The state Plant Board gave tentative approval Monday to allowing dicamba for in-crop use next year, though the matter won't be settled for several more weeks.

The board approved a formal "petition for rule making" filed by a group of farmers last month asking for a June 15 cutoff date on spraying a herbicide linked to damage to crops and to other vegetation not tolerant of the chemical the last three growing seasons in Arkansas and other states. The petition asked that spraying of dicamba after June 15 be allowed only by special permit.

Franklin Fogleman of Marion, a Crittenden County farmer who drew up the petition on behalf of 27 other farmers, told the board in his 20-minute presentation that "a large portion of Arkansas farmers" need dicamba to fight pigweed that has grown resistant to other herbicides.

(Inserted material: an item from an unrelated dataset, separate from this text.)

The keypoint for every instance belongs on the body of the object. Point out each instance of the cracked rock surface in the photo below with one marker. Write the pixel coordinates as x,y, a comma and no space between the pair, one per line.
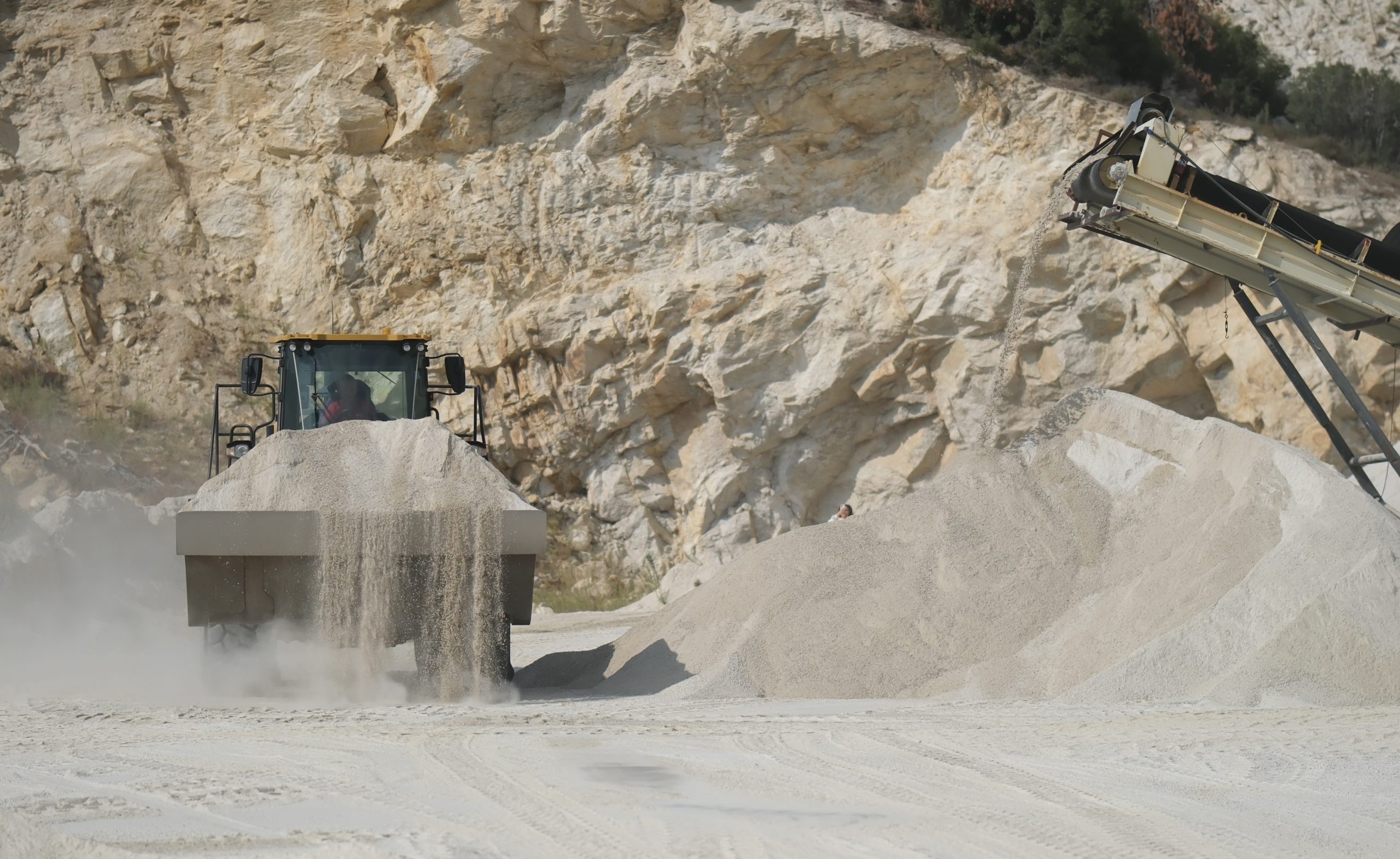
720,265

The petition also sets buffers for susceptible crops, including a 1-mile buffer between certified-organic crops and fields where dicamba is sprayed.

Ultimately, after two earlier votes that left the board stuck on high center, the panel voted 11-4 to accept the petition and move it to a 30-day public-comment period and public hearing. The vote mirrors a struggle faced by Plant Board members, farmers and others the past two years: narrow votes, wrangling over parliamentary procedure and, ultimately, sometimes contentious public discussion.

The board's vote follows the announcement last week by the federal Environmental Protection Agency to allow dicamba for in-crop use on dicamba-tolerant cotton and soybeans for another two years, or through the 2020 growing season.

The board, a division of the Arkansas Agriculture Department, received about 1,000 complaints last year of dicamba damage, mainly to soybeans but also to fruits, vegetables, trees, ornamental shrubs and bushes, and to wild vegetation key to pollination.

The 2017 deluge of complaints led to an emergency, 120-day ban that year on the chemical in Arkansas. It also led to the board prohibiting in-crop use of dicamba this year from April 16 through harvest. Still, the board has received 200 complaints this year, leading officials to believe that some farmers violated the ban throughout the summer.